Lecture #2 Flashcards
despite aspirin being used foe centuries. when did we discover its mechanism of action?
around the 19th century
describe the alkaloid class:
large and complex groups of cyclins that contain at least one nitrogen atom
how is aspirin able to work?
it is able to covalently release the acidic group and block COX1 / COX2 and this enables the activation of specific enzymes responsible for the anti-inflammatory activity
what is the difference in structure between coding and morphine?

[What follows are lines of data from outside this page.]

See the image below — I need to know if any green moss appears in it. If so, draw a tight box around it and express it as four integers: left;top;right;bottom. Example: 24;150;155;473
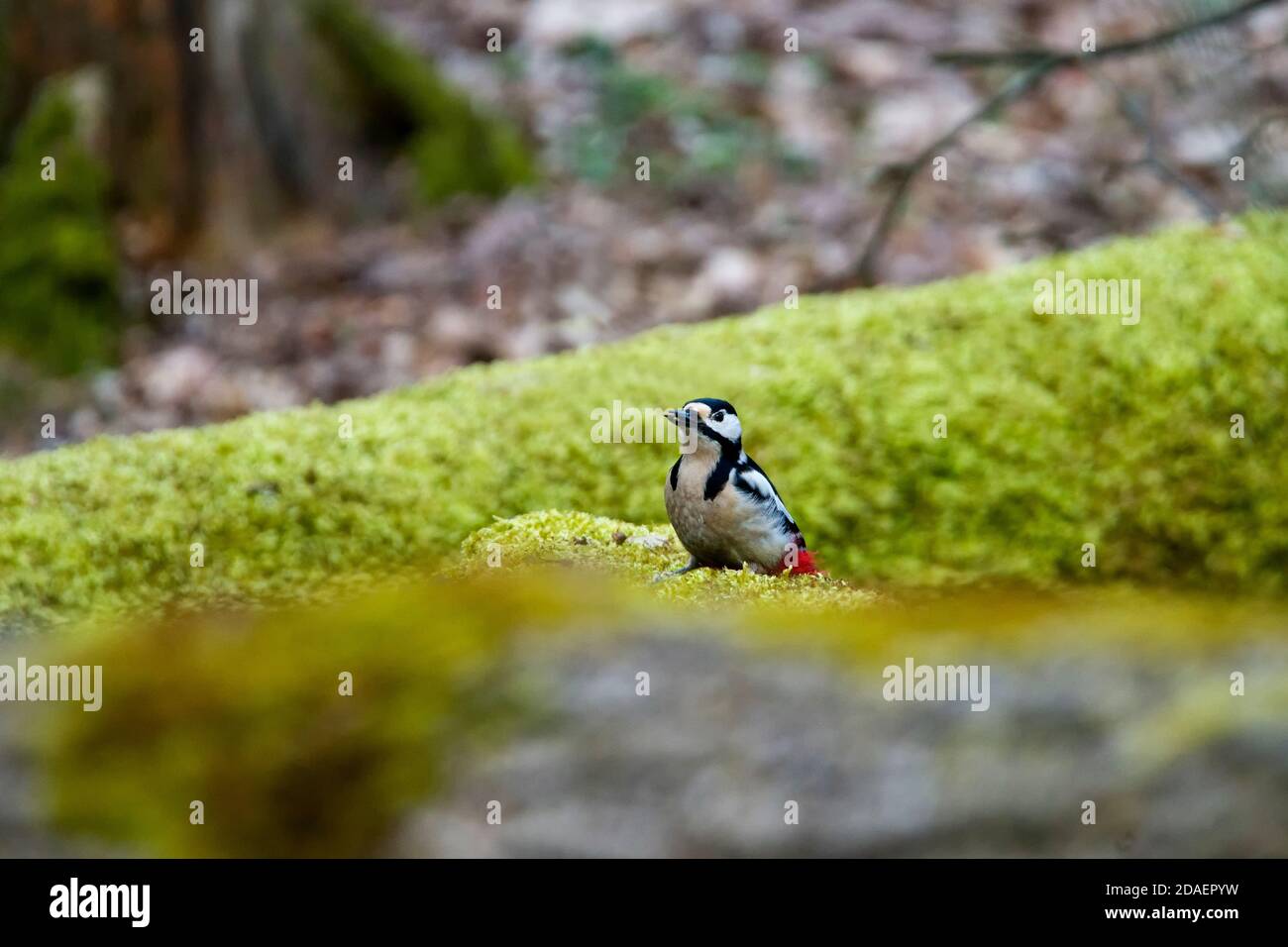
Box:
0;215;1288;627
452;510;876;609
306;0;536;204
43;587;554;857
0;82;123;373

codine has a methyl group → the presence of the methyl reduces the analgesic activity of the molecule by 90%
what is papaverine and what is it used for?
can trigger muscle and blood vessel relaxation - used in cardiovascular diseases to counteract potential heart attacks
what two natural products are used to treat malaria?
quinine and artemisinin
what is the mechanism of action assumed to be for artemisinin?
there is an oxygen-oxygen bond that seems responsible for certain radical scavenger activity and is useful for the treatment of malaria
what are the two main groups of drugs today?
natural products and those derived from natural products
why is it rare nowadays to have a natural product be considered as a chemical starting point for optimization?
- molecules are too complex - complexity may be associated with better specificity, however the downside is that molecules derived from natural products may be too difficult in terms of synthetic transformation
- complexity and decoration of scaffolds - typically natural products are highly hydrophilic which is not idea for oral absorption
what is the quality of the molecule very much dependent on?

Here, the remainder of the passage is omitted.